Lists the selected atlas entries in presentation order:

# Competitive Tour

| Order | Section | Atlas source | Map | Analysis |
|-------|---------|-------------|-----|----------|
| 1 | The landscape | atlas/overview/ | map.svg | analysis.md |
| 2 | Forces acting on it | atlas/forces/ | map.svg | analysis.md |
| 3 | Where things are moving | atlas/movement/ | map.svg | analysis.md |
| 4 | Where positioning is wrong | atlas/evolution-mismatch/ | map.svg | analysis.md |
| 5 | Transition points | atlas/pipelines/ | map.svg | analysis.md |
| 6 | Our moves | atlas/play-*/ | map.svg | analysis.md |

For section 6, list each play as a sub-row with its specific atlas path.

opening.md

Audience-specific framing, written in Consultamatron voice. 3-5 paragraphs. Establishes what this presentation analyses and the method used. The reader understands competitive dynamics. The robot provides structural evidence for reasoning about them. It does not explain Wardley Mapping basics.

transitions/

One file per transition between atlas entries:

  • transitions/01-overview-to-forces.md
  • transitions/02-forces-to-movement.md
  • transitions/03-movement-to-evolution-mismatch.md
  • transitions/04-evolution-mismatch-to-pipelines.md
  • transitions/05-pipelines-to-plays.md
  • transitions/06-closing.md

Each transition is 2-4 paragraphs of connective prose. It connects the dynamic argument from the previous section to the next. The closing transition states what dynamics were identified, what moves are available, and what the strategy team needs to decide.

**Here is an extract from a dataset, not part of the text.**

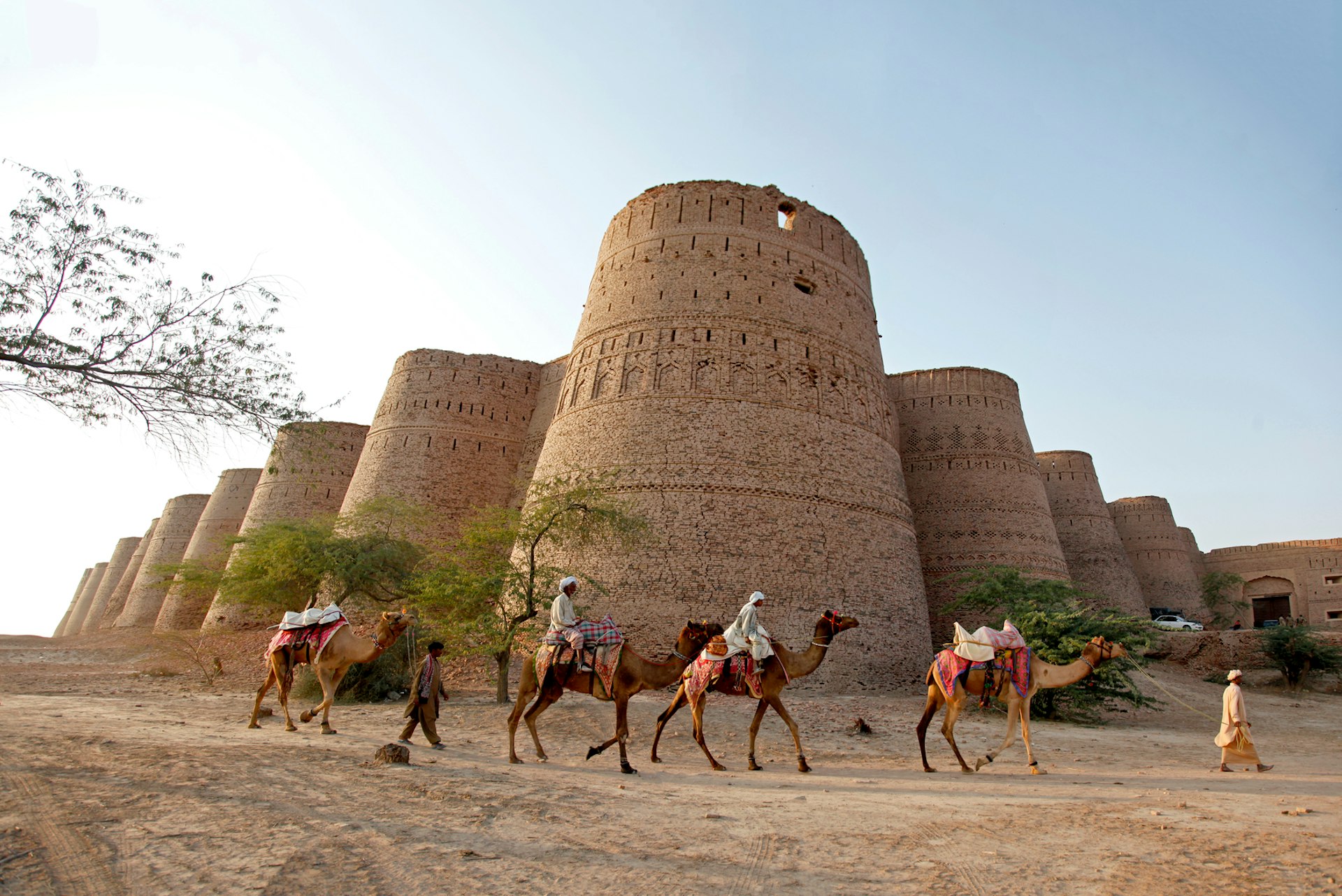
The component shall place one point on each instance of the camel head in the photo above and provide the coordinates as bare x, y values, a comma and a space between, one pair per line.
834, 623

The tour does not duplicate atlas content. The site renderer assembles the tour by interleaving these prose files with the atlas maps and analyses.

Process

  1. Read all prerequisite atlas entries (both analysis.md and map.owm for each).
  2. Read brief.agreed.md for project context.
  3. Read the character profile and editorial voice skill.
  4. Write manifest.md.
  5. Write opening.md. Present to the user for feedback.
  6. Write each transition file. Present to the user for feedback.
  7. Incorporate feedback. Re-present until the user confirms.

Completion

When the user confirms all prose:

  1. Write final versions to presentations/competitive/.
  2. Register the tour manifest:
    wm-tour-competitive/scripts/register-tour.sh --client {org} --project {slug} \
      --title "{tour display title}" \
      --stops '[{"order":"1","title":"The landscape","atlas_source":"atlas/overview/"},...]'
    
  3. Regenerate the deliverable site:
    bin/render-site.sh clients/{org}/
    
  4. Tell the user the competitive tour is assembled and available in the site output.